Fix generator exhaustion in SparseAdam #47724

mariosasko · 2020-11-11T02:17:08Z

Fixes #47594

dr-ci · 2020-11-11T02:59:01Z

💊 CI failures summary and remediations

As of commit 2a6b375 (more details on the Dr. CI page):

💚 💚 Looks good so far! There are no failures yet. 💚 💚

This comment was automatically generated by Dr. CI (expand for details).
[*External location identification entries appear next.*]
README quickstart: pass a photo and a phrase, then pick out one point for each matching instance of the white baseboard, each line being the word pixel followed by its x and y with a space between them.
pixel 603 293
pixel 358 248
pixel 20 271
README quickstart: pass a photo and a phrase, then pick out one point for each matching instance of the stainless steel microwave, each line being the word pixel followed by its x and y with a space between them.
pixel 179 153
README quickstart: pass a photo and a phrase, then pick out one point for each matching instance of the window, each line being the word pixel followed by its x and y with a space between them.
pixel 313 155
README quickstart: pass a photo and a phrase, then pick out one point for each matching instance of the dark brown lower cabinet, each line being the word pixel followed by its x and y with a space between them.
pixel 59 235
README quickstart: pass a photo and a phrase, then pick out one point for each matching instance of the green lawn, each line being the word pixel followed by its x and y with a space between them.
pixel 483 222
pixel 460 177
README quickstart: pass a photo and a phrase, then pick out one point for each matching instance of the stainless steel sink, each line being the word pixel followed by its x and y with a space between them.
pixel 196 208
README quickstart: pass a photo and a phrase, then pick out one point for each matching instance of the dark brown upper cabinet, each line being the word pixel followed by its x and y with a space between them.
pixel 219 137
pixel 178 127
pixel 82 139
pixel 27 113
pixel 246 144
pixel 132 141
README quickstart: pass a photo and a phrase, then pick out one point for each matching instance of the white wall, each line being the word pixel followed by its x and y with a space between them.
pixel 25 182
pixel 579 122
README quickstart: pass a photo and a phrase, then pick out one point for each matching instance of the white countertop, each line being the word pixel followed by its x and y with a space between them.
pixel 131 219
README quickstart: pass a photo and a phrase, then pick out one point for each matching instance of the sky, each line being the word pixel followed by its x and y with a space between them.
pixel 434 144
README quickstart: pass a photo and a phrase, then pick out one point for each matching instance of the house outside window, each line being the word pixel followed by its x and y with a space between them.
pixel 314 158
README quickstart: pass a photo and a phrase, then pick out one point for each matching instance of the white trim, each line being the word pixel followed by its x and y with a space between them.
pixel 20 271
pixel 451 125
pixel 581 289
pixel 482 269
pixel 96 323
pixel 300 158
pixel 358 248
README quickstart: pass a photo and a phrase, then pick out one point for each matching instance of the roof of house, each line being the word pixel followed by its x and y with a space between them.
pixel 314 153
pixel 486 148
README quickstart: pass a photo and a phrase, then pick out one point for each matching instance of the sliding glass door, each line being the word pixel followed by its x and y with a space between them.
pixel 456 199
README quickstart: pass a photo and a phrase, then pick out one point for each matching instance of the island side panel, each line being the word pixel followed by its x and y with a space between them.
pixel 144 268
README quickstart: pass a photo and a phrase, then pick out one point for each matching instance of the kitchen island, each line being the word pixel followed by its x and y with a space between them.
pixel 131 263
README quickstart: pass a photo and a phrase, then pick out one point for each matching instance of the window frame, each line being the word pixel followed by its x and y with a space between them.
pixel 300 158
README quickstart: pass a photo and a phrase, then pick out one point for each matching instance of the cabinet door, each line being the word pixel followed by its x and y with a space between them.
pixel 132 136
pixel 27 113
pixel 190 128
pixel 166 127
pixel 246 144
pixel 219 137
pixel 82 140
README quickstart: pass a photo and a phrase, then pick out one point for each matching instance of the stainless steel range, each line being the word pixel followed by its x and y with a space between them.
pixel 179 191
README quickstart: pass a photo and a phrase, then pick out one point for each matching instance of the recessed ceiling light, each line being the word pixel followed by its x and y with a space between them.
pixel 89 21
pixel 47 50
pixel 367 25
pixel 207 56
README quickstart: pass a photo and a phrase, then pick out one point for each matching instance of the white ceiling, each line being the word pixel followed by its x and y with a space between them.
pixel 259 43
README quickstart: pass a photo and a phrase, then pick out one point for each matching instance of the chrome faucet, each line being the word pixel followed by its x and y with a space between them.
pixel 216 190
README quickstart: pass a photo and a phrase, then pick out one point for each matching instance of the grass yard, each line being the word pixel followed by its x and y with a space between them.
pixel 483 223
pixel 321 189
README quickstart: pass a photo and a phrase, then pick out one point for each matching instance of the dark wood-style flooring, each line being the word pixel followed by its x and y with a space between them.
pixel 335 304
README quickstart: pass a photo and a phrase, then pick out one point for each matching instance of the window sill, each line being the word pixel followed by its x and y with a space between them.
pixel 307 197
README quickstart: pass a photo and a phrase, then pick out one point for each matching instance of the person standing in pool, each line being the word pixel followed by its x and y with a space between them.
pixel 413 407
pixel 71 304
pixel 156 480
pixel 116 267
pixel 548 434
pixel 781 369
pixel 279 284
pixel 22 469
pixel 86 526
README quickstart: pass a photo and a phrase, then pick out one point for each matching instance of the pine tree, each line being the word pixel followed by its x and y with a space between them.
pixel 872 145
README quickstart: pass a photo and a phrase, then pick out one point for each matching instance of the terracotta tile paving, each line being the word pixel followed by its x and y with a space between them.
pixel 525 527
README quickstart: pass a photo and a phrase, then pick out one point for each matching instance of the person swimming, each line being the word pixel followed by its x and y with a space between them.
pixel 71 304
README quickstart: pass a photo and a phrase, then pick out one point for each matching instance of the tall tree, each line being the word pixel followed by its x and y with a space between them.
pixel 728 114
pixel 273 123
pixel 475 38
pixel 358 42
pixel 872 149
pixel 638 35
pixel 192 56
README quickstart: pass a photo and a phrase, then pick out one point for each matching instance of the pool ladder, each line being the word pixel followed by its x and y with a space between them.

Follow this link to opt-out of these comments for your Pull Requests.

Please report bugs/suggestions on the GitHub issue tracker or post in the (internal) Dr. CI Users group.

See how this bot performed.

This comment has been revised 7 times.

mariosasko · 2020-11-12T21:34:40Z

@heitorschueroff Can you please check this PR and merge it if everything is fine?

EDIT:
@albanD Could you please take a look or cc someone else before this PR becomes stale.

heitorschueroff · 2020-12-02T18:16:15Z

torch/optim/sparse_adam.py

@@ -32,8 +33,12 @@ def __init__(self, params, lr=1e-3, betas=(0.9, 0.999), eps=1e-8):
        if not 0.0 <= betas[1] < 1.0:
            raise ValueError("Invalid beta parameter at index 1: {}".format(betas[1]))

+        # if params are in the form of a generator, the next for-loop exhausts it,
+        # so the copy is passed to the loop
+        params, params_copy = itertools.tee(params)


Is there an advantage to doing this copy as opposed to changing params to a list? Like params = list(params)

I think we usually simply do list(params) yes.

There is no difference in behavior, but using list instead of itertools.tee seems more readable and easier to understand IMO.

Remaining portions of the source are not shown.